天与の保湿・つるつる感(炭酸水素塩泉・アルカリ性単純温泉)
嬉野(佐賀)や平山・山鹿(熊本)などに代表されるお湯です。触れた瞬間に「ローションのよう」と形容されるほどの強いヌルツル感があり、肌の不要な角質や皮脂をやさしく落としてしっとりとした美肌へ導きます。
弾ける泡と圧倒的な温まり(二酸化炭素泉・塩化物泉)
長湯温泉(大分)に代表される炭酸泉は、全身に細かな気泡が付着し、血管を拡張させてぬる湯でも体を芯から温めます。また、沿岸部に多い塩化物泉は「熱の湯」と呼ばれ、皮膚に塩分の膜を作るため湯冷めしにくいのが特徴です。
火山のエネルギーを宿す(酸性泉・硫黄泉)
雲仙(長崎)や霧島(鹿児島)、明礬(大分)などの火山地帯に湧くお湯です。
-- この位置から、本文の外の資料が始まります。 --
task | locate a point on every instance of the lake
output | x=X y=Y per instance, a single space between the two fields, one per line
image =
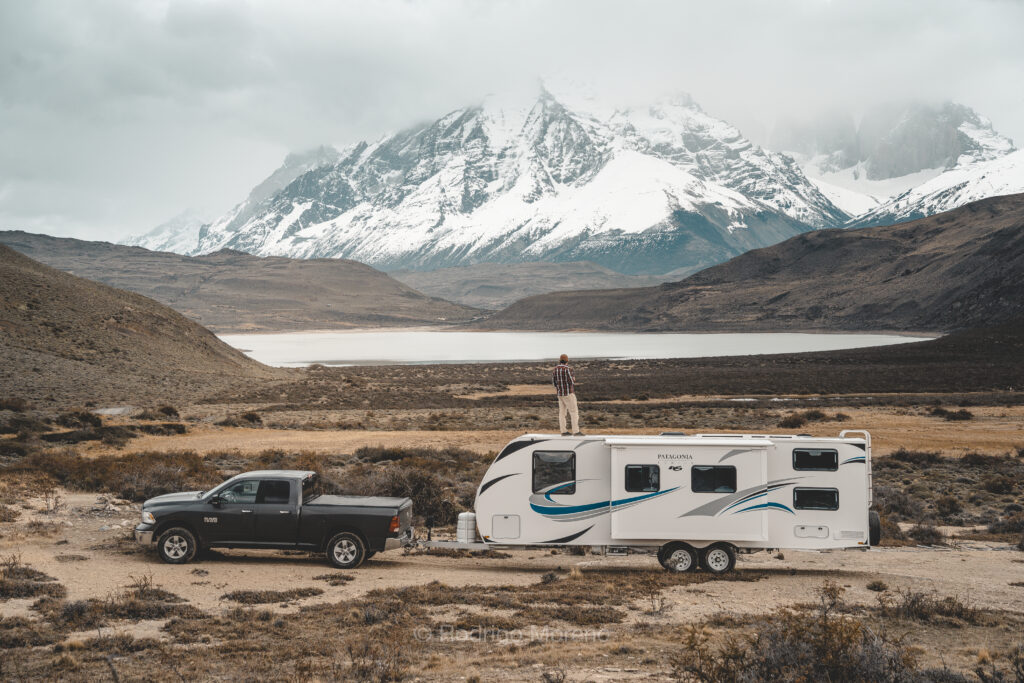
x=414 y=346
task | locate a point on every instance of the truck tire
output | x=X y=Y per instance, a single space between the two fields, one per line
x=873 y=528
x=346 y=551
x=177 y=546
x=718 y=558
x=678 y=556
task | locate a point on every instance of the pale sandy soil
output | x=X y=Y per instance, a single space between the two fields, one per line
x=980 y=571
x=994 y=430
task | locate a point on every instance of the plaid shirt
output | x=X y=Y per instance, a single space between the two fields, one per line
x=562 y=378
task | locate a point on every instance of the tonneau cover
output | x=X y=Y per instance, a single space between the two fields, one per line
x=361 y=501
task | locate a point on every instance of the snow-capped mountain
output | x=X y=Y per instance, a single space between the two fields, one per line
x=637 y=189
x=179 y=235
x=892 y=150
x=966 y=182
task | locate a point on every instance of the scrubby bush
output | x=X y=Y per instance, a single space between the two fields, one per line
x=927 y=535
x=79 y=420
x=999 y=484
x=948 y=505
x=797 y=646
x=14 y=404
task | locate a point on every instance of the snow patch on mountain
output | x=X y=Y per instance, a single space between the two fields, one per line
x=963 y=184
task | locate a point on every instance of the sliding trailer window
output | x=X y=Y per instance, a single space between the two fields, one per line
x=815 y=460
x=713 y=479
x=554 y=472
x=643 y=478
x=815 y=499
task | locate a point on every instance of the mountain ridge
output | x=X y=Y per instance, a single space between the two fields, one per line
x=956 y=269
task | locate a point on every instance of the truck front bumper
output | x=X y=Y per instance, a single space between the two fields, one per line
x=407 y=539
x=143 y=534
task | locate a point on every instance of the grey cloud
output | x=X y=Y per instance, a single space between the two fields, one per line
x=117 y=114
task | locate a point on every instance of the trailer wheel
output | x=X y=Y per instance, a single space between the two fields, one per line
x=678 y=556
x=873 y=528
x=346 y=551
x=718 y=558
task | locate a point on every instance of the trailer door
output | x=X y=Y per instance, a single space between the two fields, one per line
x=691 y=492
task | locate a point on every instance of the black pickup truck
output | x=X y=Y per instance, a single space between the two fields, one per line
x=279 y=509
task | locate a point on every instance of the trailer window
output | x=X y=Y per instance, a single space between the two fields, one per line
x=815 y=499
x=822 y=460
x=554 y=472
x=713 y=479
x=643 y=478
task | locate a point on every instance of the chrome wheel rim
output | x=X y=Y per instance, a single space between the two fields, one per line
x=680 y=560
x=718 y=560
x=175 y=547
x=345 y=551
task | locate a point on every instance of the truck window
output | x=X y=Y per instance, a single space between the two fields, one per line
x=273 y=492
x=243 y=492
x=713 y=479
x=554 y=472
x=815 y=499
x=821 y=460
x=643 y=478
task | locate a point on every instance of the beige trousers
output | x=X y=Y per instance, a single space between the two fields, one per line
x=567 y=404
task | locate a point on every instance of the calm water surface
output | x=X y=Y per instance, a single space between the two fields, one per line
x=431 y=345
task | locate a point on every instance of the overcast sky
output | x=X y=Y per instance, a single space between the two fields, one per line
x=115 y=115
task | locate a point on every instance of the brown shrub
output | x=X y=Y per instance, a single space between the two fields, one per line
x=797 y=646
x=265 y=597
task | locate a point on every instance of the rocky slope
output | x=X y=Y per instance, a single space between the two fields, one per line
x=957 y=269
x=68 y=340
x=646 y=189
x=233 y=292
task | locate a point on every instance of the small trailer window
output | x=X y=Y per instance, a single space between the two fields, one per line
x=643 y=478
x=822 y=460
x=554 y=472
x=713 y=479
x=815 y=499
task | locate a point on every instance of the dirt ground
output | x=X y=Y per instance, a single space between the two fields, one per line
x=89 y=529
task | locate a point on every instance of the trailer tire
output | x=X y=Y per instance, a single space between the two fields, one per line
x=873 y=528
x=718 y=558
x=346 y=551
x=678 y=556
x=177 y=546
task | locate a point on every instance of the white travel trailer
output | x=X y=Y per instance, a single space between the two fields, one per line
x=697 y=500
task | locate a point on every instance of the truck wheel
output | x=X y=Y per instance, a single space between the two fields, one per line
x=177 y=546
x=677 y=556
x=873 y=528
x=346 y=551
x=718 y=558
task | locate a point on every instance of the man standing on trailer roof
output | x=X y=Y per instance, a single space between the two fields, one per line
x=564 y=383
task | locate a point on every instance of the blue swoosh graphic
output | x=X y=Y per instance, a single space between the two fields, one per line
x=765 y=506
x=570 y=509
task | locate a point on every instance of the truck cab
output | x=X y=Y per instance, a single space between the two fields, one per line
x=274 y=509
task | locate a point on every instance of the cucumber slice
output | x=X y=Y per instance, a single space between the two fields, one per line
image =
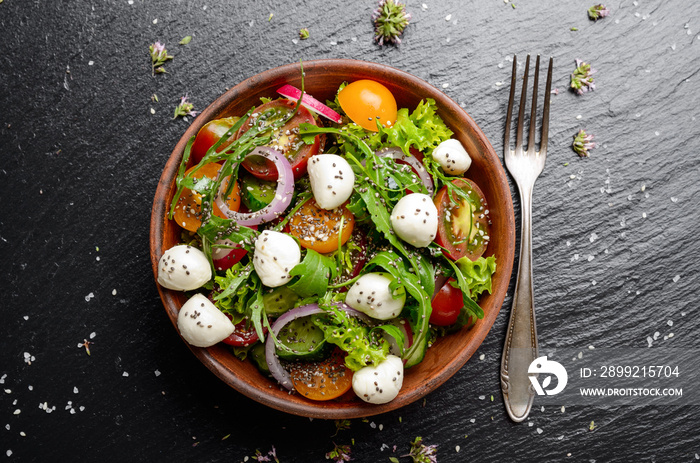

白濁した湯と卵の腐敗臭のような独特の香りが五感を刺激し、強い殺菌力で皮膚病を癒やすとともに、全身の細胞をシャキッと覚醒させてくれます。
鉄分と地球のロマン(含鉄泉・酸性硫酸塩泉)
別府の鉄輪や赤川温泉(大分)などで出会える、褐色や緑白濁に色づいた個性的で力強いお湯です。ビロードのような肌触りと独特の金網臭が漂い、体を力強くリフレッシュしてくれます。
スパポートに刻まれていくスタンプの一つひとつは、あなたが九州の大地を走り抜き、極上の湯と出会ってきた「修行の軌跡」そのものです。九州温泉道は、湯巡りを通して九州という土地の深さに魅了されていく、生涯にわたる冒険の旅といえます。